Another is the characters’ tortured relationships with both the past and the future. Rooster’s tall-tales are the only things that make the past interesting for many of these characters, whose lives all exhibit a deadening sameness that is clearly never going to change. Rooster has done nothing but swagger around his trailer since the early 1980s; his behavior is beginning to catch up with him, but he’s utterly incapable of changing into anyone else, except perhaps, eventually, The Professor (Alan David, hilarious and terrifying), a senile, alcoholic professor emeritus who wanders frequently through Rooster’s woods in a blithely befuddled search for Mary, who might be a dog, or his long-dead wife. Ginger (Mackenzie Crook, also hilarious and terrifying), a man in his early 20s, is as close as one can be to Rooster, which is not very close at all; Ginger is clearly a Rooster-in-training, and while Rooster is well aware of this fact, Ginger is not.

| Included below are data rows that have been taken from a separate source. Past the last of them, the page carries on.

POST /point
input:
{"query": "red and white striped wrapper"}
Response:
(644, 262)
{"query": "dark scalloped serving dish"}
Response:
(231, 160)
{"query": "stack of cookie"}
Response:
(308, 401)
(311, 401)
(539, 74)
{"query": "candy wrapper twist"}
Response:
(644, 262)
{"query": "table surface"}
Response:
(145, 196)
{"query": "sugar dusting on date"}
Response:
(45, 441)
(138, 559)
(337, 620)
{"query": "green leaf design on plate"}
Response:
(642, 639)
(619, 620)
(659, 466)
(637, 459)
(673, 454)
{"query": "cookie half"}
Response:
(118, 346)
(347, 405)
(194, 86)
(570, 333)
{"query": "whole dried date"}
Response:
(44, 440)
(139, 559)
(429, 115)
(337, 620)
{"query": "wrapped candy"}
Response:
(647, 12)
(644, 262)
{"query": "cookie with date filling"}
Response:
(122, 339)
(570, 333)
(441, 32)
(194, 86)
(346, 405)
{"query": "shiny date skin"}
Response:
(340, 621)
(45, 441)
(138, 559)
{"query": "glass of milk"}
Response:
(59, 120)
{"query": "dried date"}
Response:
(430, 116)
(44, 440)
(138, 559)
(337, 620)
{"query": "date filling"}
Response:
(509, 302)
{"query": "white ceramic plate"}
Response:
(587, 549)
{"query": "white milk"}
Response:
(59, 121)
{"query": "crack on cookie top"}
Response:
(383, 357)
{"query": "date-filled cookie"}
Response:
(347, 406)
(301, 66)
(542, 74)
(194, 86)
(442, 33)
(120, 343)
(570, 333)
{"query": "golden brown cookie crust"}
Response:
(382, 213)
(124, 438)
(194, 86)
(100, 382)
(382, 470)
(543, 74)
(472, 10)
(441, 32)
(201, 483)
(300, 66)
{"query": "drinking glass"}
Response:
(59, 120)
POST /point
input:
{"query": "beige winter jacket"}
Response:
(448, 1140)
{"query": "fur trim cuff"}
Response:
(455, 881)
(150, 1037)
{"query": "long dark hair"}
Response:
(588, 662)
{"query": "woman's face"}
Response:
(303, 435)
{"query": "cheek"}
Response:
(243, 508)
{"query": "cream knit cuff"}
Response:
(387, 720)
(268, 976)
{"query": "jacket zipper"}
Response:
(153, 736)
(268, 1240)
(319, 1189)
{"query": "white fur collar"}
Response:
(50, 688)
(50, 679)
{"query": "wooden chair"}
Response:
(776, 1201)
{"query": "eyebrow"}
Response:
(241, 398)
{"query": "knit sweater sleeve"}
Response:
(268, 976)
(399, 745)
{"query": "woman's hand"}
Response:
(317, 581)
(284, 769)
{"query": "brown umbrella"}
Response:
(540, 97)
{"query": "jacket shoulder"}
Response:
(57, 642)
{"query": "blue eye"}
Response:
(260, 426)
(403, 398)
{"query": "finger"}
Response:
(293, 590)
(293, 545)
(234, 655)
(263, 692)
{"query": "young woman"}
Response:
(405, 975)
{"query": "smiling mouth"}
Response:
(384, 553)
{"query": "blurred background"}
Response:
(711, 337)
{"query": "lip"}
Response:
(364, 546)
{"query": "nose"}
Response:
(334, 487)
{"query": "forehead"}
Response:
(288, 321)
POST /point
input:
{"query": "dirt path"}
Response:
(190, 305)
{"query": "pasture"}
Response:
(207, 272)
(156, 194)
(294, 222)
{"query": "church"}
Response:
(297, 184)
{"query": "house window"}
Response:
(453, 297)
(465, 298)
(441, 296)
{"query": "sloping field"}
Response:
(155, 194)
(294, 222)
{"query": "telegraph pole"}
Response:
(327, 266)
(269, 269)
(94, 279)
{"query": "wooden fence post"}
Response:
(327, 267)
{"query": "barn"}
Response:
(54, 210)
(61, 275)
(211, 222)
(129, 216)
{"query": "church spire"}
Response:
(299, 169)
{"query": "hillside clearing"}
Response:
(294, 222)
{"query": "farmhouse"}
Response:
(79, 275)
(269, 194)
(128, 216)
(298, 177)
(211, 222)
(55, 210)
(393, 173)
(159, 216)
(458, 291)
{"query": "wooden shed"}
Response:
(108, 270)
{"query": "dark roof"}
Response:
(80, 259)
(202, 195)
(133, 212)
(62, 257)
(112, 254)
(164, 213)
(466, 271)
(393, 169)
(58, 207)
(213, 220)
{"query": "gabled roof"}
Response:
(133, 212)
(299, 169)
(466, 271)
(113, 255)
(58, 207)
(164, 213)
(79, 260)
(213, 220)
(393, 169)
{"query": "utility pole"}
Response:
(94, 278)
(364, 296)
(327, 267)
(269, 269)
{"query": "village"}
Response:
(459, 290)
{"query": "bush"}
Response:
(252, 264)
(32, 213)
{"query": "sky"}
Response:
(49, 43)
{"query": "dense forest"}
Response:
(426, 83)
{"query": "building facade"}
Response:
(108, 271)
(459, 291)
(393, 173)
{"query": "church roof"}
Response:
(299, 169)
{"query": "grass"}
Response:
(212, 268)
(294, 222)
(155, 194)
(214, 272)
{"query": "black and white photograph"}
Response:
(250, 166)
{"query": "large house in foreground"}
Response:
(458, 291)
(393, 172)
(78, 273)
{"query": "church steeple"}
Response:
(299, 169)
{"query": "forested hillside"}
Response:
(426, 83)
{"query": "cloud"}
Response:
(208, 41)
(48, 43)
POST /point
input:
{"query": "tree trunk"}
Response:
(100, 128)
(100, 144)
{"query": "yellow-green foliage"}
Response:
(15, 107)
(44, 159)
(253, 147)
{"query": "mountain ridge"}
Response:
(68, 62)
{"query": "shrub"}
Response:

The rest of Rooster’s entourage consists of a group of stubbornly provincial teenagers, who don’t hesitate to mock him behind his back. Like Ginger, they have no intention of admitting to themselves that they, too, will be Rooster one day, and ridiculing him helps them keep such realizations at a distance. While many of the kids, like Davey (Danny Kirrane, very good), never question their humdrum, lackluster lives, a few, like Lee (John Gallagher, Jr., fine, but could use a few more sessions with his dialect coach), dream of leaving home to seek adventure on their own. There are plenty of girls around to party with and, occasionally, to fuck; alas, I would have liked to have heard more from at least one of them.

Butterworth never dashes his characters’ chances of making changes, but always makes absolutely clear just how hard real change can be. This is especially the case when complacency is, if boring, also so comfortable, and the past—at least as reinvented by Rooster—so awesome and powerful. Rooster’s actual past—which has resulted in a young son that he’s utterly incapable of caring for or even relating to, and at least one ex-lover, the boy’s mother (Geraldine Hughes, heartbreaking), who views Rooster with contemptuous disappointment—is pathetic, and very much his fault. So he takes refuge in tall-tales, which take on a growing desperation as the future closes in on him.

Butterworth doesn’t tie up all the loose ends at the end of Jerusalem. Which is as it should be: how can one solve a nation’s identity crisis, resolve the human condition, untangle the mess of cultural baggage, and explain the appeal of suspended adolescence in a mere three-plus hours?